From RANGE reporter Erin Sellers:
I grew up queer and closeted in small town Idaho. All through high school, I heard fellow students say horrible things about people like me. A girl in my class was teased because her older brother had come out as gay after graduating and moved to Seattle. The first and only time I tried to explore my sexuality in Idaho, I was cornered in a bathroom a week later by an older girl on my basketball team and asked aggressively, “Are you a lesbian?” I told her the truth: no, I wasn’t. But I was bisexual, and it wasn’t until I moved to Washington for college that I felt safe enough to come out and explore my identity.
When I would go back to visit my family, I noticed something interesting: Idaho was seemingly becoming more open to queerness. My younger brother told me there were a few students in high school who were dating, and out as lesbians.

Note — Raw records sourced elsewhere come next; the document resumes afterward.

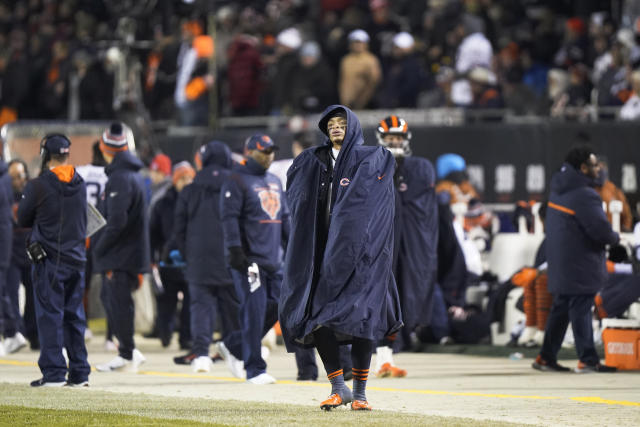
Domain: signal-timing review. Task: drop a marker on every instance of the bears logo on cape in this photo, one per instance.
(270, 202)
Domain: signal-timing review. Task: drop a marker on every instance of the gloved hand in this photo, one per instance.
(237, 259)
(635, 262)
(176, 258)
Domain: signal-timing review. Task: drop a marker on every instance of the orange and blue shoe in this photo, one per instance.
(360, 405)
(335, 400)
(388, 370)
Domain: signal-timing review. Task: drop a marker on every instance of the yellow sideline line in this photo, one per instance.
(586, 399)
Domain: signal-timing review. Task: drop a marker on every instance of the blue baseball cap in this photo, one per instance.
(56, 144)
(260, 142)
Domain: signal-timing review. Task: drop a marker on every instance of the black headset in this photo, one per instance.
(45, 155)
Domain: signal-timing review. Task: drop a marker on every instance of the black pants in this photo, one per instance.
(577, 310)
(58, 291)
(167, 304)
(118, 304)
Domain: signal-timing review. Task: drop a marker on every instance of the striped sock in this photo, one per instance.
(360, 377)
(337, 382)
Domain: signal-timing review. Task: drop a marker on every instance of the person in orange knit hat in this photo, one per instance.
(54, 206)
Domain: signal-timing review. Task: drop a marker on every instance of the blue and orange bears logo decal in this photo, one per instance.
(270, 202)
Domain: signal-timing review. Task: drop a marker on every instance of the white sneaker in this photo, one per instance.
(116, 364)
(265, 352)
(138, 359)
(527, 335)
(201, 364)
(14, 343)
(262, 379)
(270, 339)
(235, 365)
(538, 338)
(83, 384)
(384, 354)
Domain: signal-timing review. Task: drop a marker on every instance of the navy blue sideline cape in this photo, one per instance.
(353, 291)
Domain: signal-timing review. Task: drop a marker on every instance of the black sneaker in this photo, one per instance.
(583, 368)
(42, 383)
(542, 365)
(184, 360)
(77, 384)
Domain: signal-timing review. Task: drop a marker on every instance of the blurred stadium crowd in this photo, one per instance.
(91, 59)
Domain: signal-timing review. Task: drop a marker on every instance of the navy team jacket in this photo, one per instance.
(56, 211)
(416, 238)
(254, 214)
(197, 226)
(577, 232)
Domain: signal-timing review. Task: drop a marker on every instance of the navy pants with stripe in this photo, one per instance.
(258, 313)
(207, 303)
(58, 291)
(118, 304)
(577, 310)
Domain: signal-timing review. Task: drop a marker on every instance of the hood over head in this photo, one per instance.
(353, 135)
(64, 178)
(215, 153)
(568, 178)
(124, 160)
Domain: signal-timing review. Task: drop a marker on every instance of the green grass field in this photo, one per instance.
(22, 405)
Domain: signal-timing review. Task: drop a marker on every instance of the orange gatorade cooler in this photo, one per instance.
(621, 339)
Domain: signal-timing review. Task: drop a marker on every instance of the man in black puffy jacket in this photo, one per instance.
(121, 249)
(577, 234)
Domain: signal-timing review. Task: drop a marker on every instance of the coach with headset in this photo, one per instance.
(54, 206)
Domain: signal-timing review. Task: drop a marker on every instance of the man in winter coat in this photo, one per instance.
(416, 236)
(198, 235)
(121, 248)
(255, 223)
(54, 206)
(339, 285)
(165, 254)
(577, 234)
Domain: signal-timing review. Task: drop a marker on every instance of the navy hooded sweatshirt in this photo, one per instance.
(56, 211)
(416, 238)
(340, 276)
(197, 226)
(123, 244)
(255, 215)
(577, 232)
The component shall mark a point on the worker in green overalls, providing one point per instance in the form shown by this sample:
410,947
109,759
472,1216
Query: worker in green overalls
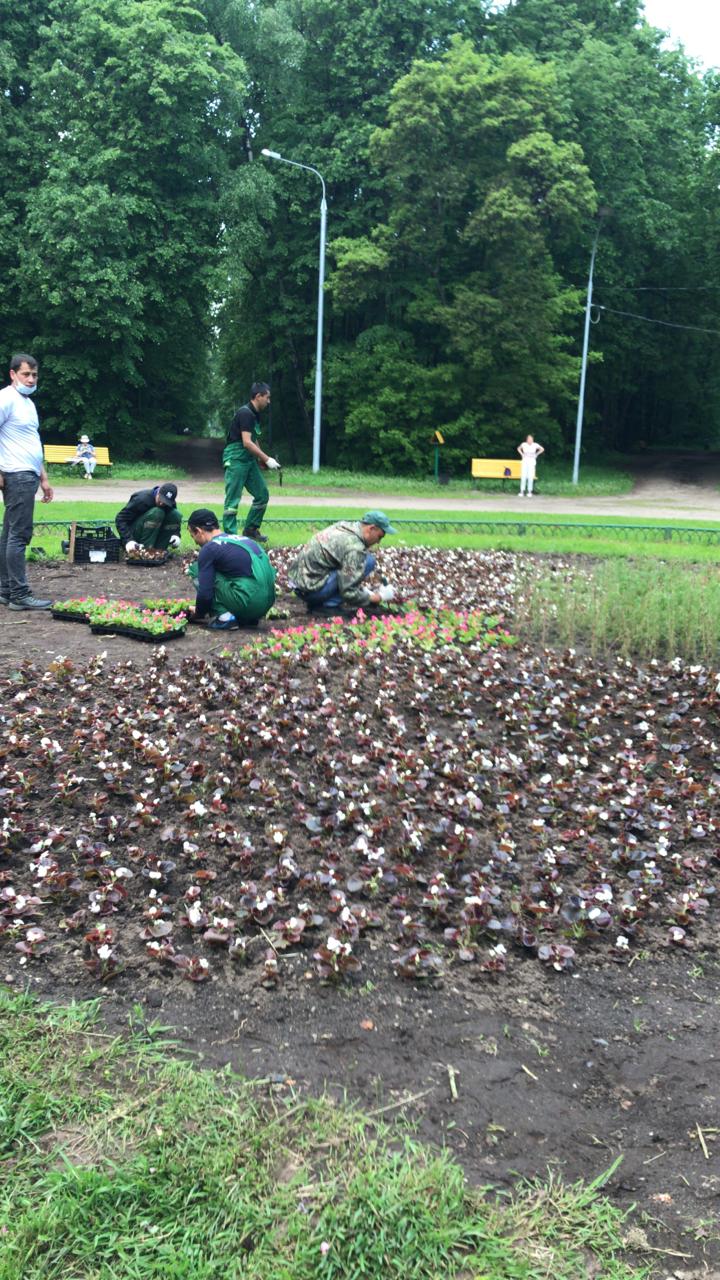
233,576
242,458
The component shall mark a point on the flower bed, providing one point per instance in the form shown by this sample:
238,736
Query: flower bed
427,630
146,558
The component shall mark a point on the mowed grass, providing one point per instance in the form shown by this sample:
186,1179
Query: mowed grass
123,1164
634,609
595,538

I attended a street festival and saw not only queer people out and about, but allies, too, wearing shirts in support of their LGBTQ+ friends, family and neighbors.

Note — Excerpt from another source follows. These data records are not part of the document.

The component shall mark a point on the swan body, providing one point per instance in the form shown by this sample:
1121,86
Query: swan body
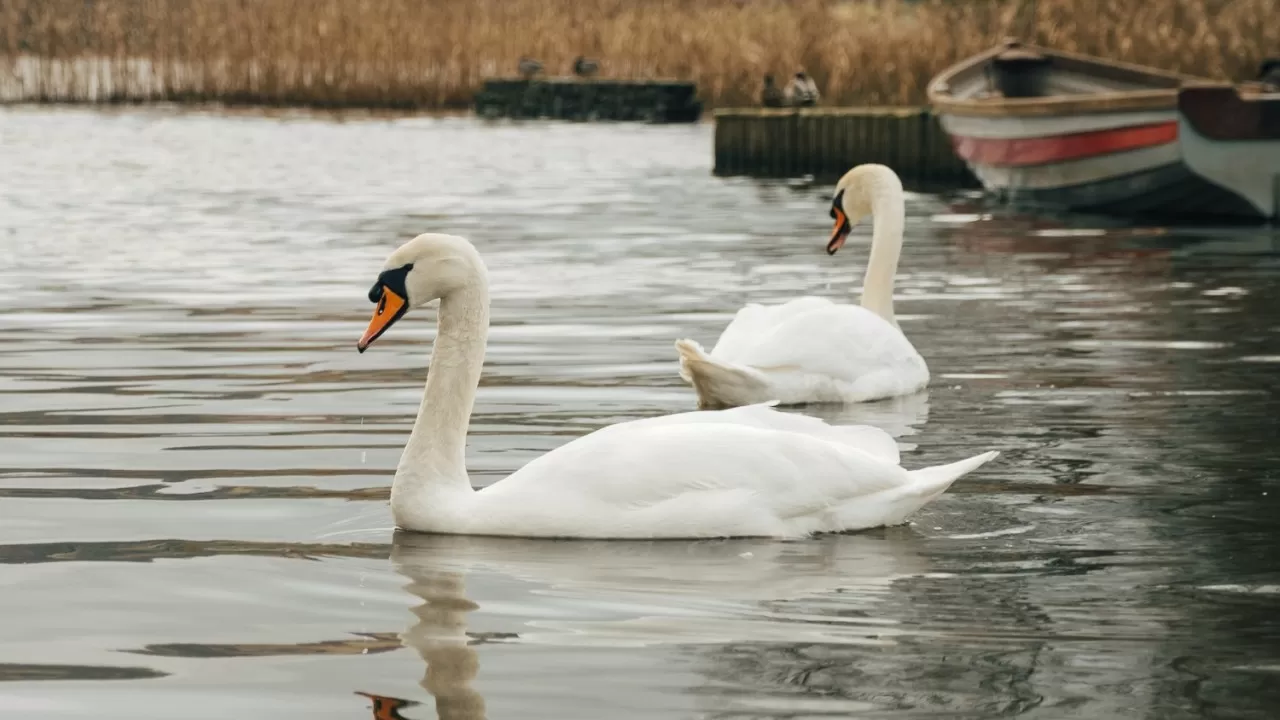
749,470
810,349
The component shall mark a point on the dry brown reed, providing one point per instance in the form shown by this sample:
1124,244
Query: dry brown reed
433,54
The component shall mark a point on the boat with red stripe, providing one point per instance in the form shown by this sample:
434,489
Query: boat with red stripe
1061,131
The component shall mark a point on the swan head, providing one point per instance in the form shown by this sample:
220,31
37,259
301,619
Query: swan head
430,267
854,196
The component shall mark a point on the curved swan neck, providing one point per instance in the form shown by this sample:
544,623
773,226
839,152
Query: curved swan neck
433,470
888,214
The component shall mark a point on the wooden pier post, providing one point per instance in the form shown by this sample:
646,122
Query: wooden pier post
827,141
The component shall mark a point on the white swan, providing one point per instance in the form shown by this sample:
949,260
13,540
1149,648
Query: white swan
735,473
810,349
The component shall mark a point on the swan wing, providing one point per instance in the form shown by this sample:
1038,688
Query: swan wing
754,322
868,438
844,342
691,478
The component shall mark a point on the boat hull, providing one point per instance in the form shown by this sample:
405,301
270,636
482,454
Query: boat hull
1123,163
1045,128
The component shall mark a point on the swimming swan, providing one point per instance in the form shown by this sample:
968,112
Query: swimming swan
735,473
810,349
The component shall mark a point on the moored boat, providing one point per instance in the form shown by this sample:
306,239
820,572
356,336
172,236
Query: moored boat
1055,130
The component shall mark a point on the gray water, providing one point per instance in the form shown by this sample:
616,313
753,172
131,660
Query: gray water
195,460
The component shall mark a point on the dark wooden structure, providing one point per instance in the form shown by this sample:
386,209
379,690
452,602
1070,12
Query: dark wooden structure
589,99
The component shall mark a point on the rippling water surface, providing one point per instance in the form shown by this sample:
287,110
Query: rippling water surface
195,461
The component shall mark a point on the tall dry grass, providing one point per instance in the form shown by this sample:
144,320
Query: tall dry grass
435,53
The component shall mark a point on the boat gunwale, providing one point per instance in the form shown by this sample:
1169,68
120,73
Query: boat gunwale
1134,100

As queerness was becoming more and more visible in public spaces, the state’s politics were getting more and more aggressive against them. I never moved back to Idaho, instead choosing to make Spokane my home, but I wondered about the people who stayed: the people work to hold safe Pride festivals in Coeur d’Alene. The saphhic couple holding hands at Lewiston’s Dogwood Festival. The trans advocates fighting anti-queer legislation down at the statehouse in Boise.
As Valerie Osier always tells me, there is nothing more powerful than a reporter’s curiosity. So I’m proud to share the stories of the queer Idahoans who stayed, who still call the state their home.